Additionally it looks like syslog traffic towards central logs (wezen/lithium) dropped at around the same time, which is unexpected as the two destinations (central syslog + kafka) should be independent.

fgiunchedi renamed this task from logstash1012 lock up to logstash1012 lock up caused central logging stuck.Apr 9 2019, 1:49 PM

For exact reasons still unknown it looks like traffic to lithium/wezen also stopped around the same time logstash1012 went offline:

2019-04-09-154930_597x348_scrot.png (348×597 px, 25 KB)
2019-04-09-154938_601x342_scrot.png (342×601 px, 26 KB)

Bouncing rsyslog on lithium yielded very little results, however restarting rsyslog on wezen (after getting debug information, as per https://wikitech.wikimedia.org/wiki/Rsyslog) resulted in syslog tls traffic starting flowing again.

The strace on wezen showed:

4664  recvfrom(245, 0x7f1aa3d64e90, 313, 0, 0, 0) = -1 EAGAIN (Resource temporarily unavailable)
4664  recvfrom(245, 0x7f1aa3d64e90, 313, 0, 0, 0) = -1 EAGAIN (Resource temporarily unavailable)
4664  recvfrom(245, 0x7f1aa3d64e90, 313, 0, 0, 0) = -1 EAGAIN (Resource temporarily unavailable)
4664  recvfrom(245, 0x7f1aa3d64e90, 313, 0, 0, 0) = -1 EAGAIN (Resource temporarily unavailable)
4664  recvfrom(245, 0x7f1aa3d64e90, 313, 0, 0, 0) = -1 EAGAIN (Resource temporarily unavailable)
4664  recvfrom(245, 0x7f1aa3d64e90, 313, 0, 0, 0) = -1 EAGAIN (Resource temporarily unavailable)

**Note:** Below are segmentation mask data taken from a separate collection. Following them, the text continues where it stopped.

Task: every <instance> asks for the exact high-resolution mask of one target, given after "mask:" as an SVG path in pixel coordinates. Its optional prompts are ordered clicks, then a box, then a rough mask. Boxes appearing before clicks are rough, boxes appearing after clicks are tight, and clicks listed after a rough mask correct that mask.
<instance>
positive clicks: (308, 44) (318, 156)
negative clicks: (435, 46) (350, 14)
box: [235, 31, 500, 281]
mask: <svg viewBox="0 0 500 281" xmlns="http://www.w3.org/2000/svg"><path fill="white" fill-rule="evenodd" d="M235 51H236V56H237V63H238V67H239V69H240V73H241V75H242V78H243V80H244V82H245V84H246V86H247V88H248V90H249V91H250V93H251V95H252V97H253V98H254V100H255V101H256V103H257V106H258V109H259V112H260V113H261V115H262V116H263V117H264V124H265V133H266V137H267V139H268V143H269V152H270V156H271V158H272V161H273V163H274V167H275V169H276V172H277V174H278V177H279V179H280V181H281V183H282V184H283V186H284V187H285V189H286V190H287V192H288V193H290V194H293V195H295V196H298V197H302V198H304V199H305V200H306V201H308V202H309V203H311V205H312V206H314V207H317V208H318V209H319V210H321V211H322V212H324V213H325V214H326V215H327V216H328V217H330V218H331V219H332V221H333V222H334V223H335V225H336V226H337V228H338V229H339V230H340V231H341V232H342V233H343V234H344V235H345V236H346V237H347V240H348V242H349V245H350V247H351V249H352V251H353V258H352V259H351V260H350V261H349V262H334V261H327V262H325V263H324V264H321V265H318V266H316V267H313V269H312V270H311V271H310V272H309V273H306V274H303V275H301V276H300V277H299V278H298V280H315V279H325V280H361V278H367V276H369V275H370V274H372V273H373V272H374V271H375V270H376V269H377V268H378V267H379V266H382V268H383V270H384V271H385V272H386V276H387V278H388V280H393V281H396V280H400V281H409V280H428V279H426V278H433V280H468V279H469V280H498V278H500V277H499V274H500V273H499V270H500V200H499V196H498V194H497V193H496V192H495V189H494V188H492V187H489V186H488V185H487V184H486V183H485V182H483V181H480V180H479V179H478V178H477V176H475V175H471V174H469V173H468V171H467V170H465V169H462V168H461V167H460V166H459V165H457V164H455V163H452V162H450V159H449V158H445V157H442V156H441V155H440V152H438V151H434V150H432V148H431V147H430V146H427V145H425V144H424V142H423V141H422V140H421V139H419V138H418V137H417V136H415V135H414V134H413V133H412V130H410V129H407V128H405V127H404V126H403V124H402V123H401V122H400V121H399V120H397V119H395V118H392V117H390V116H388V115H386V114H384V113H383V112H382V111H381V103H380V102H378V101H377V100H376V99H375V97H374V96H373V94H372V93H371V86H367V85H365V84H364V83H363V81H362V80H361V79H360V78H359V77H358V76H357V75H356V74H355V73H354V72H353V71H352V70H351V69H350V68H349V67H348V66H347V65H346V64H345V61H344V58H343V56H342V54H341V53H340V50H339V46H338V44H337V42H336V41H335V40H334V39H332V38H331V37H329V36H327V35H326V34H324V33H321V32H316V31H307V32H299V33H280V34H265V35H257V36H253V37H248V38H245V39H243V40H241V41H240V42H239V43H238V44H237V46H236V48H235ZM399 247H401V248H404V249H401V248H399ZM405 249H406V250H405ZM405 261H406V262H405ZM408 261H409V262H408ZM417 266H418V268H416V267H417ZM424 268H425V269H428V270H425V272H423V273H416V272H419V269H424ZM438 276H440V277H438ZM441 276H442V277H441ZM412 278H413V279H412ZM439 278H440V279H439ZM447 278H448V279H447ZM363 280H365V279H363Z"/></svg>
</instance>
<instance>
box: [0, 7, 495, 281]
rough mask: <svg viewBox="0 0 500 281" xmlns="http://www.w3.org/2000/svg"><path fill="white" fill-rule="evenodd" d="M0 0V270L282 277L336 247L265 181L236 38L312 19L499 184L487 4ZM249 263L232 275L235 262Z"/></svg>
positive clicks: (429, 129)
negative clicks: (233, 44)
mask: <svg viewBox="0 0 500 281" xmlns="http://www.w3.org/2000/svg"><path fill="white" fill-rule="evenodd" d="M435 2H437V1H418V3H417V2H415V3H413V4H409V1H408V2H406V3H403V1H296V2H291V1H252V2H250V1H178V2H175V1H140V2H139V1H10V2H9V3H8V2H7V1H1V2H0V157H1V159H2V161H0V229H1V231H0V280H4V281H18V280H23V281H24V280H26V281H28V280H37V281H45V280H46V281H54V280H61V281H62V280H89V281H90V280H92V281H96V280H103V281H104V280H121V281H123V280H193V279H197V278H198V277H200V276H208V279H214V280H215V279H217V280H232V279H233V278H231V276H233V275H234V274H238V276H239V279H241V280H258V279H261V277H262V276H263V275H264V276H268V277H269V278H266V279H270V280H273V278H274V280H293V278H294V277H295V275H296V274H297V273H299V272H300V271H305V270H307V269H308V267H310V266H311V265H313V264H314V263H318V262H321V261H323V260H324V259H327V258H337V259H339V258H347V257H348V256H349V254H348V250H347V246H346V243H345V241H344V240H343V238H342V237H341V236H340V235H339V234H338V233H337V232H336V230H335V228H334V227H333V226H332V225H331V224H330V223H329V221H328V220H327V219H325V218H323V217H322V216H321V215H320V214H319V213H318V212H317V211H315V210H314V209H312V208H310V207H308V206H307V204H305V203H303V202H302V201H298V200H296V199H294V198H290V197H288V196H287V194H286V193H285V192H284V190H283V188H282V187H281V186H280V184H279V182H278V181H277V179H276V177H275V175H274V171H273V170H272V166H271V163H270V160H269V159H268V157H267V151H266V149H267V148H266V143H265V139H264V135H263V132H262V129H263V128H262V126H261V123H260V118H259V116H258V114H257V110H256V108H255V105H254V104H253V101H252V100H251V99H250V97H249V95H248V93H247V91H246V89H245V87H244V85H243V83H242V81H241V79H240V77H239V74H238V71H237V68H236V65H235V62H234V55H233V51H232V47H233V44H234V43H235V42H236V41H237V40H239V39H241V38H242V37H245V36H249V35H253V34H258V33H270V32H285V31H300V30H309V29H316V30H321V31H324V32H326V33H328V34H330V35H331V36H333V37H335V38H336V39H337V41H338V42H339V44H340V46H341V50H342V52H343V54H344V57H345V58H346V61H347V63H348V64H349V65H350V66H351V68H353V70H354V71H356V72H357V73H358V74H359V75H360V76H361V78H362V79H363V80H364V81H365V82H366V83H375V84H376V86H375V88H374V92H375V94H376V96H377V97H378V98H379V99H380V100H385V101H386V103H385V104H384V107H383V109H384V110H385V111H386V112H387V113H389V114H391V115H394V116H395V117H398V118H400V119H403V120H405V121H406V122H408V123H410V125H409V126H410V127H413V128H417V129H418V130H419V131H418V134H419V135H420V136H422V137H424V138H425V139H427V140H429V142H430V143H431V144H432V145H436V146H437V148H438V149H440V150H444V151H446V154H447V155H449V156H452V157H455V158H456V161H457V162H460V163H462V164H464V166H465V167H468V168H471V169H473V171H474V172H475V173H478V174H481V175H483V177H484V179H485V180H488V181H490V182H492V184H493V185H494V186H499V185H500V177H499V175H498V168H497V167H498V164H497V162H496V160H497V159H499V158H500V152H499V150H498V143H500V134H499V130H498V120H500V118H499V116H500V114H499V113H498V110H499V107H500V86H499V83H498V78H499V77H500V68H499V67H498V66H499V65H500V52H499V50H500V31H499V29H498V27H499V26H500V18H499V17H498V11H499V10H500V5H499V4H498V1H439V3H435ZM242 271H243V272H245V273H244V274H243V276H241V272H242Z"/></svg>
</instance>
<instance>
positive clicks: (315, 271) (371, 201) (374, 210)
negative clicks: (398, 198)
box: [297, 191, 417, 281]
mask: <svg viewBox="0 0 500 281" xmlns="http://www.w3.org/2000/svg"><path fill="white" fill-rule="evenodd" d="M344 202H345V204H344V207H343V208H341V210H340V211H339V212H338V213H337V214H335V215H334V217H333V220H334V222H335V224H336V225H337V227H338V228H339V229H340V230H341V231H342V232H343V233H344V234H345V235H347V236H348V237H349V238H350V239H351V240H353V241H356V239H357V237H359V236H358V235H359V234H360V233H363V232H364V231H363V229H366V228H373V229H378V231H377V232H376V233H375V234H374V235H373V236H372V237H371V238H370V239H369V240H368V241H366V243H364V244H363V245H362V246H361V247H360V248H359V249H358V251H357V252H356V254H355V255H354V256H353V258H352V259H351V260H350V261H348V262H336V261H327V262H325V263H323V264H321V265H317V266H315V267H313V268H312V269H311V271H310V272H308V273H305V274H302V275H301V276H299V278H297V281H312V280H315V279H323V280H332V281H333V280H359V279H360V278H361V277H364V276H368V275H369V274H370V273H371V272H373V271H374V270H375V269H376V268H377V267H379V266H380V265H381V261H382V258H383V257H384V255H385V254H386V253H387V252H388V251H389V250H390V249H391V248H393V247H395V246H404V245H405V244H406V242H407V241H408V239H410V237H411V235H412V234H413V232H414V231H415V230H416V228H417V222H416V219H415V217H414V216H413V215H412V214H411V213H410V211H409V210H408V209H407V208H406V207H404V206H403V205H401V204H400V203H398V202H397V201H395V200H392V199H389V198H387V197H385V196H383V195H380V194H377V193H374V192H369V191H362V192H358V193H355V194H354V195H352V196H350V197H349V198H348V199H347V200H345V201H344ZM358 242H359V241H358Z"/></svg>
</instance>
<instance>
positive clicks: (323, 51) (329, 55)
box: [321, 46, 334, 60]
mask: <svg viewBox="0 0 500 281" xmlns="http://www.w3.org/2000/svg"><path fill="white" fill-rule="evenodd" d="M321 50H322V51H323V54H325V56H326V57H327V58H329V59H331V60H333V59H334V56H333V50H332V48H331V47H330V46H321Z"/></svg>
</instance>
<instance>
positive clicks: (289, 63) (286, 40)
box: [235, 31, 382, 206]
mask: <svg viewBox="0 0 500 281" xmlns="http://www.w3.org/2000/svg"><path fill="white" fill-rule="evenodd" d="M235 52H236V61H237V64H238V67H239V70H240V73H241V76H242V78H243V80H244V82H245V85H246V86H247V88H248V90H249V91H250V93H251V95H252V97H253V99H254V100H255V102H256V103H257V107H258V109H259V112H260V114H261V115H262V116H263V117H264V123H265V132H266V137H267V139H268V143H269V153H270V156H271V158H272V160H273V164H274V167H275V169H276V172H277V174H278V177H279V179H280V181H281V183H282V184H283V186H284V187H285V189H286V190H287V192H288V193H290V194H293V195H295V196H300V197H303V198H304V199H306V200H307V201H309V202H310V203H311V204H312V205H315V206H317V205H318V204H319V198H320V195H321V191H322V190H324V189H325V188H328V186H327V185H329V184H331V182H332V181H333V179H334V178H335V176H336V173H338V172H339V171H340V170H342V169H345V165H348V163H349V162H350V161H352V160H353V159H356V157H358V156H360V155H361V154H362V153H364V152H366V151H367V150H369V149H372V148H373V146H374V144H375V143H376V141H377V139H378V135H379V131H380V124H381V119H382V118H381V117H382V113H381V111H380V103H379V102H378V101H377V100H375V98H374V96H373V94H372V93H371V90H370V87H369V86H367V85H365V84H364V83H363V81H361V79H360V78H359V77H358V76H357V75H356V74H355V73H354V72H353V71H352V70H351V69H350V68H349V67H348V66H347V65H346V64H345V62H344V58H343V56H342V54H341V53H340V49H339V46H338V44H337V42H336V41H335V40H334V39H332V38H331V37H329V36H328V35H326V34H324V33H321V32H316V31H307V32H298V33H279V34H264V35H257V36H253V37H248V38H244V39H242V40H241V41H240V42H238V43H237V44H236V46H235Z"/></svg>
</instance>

and sure enough, from lsof that fd was logstash1012's (although unclear if the connection is from the lockup or after the reboot)

rsyslogd 4652 root  245u  IPv4          137305187        0t0        TCP wezen.codfw.wmnet:syslog-tls->logstash1012.eqiad.wmnet:37198 (ESTABLISHED)

My finger is pointed towards a gnutls failure mode / bug, which wezen/lithium being jessie systems have version 3.3.8, compared to 3.5.8 in stretch.

colewhite lowered the priority of this task from High to Medium.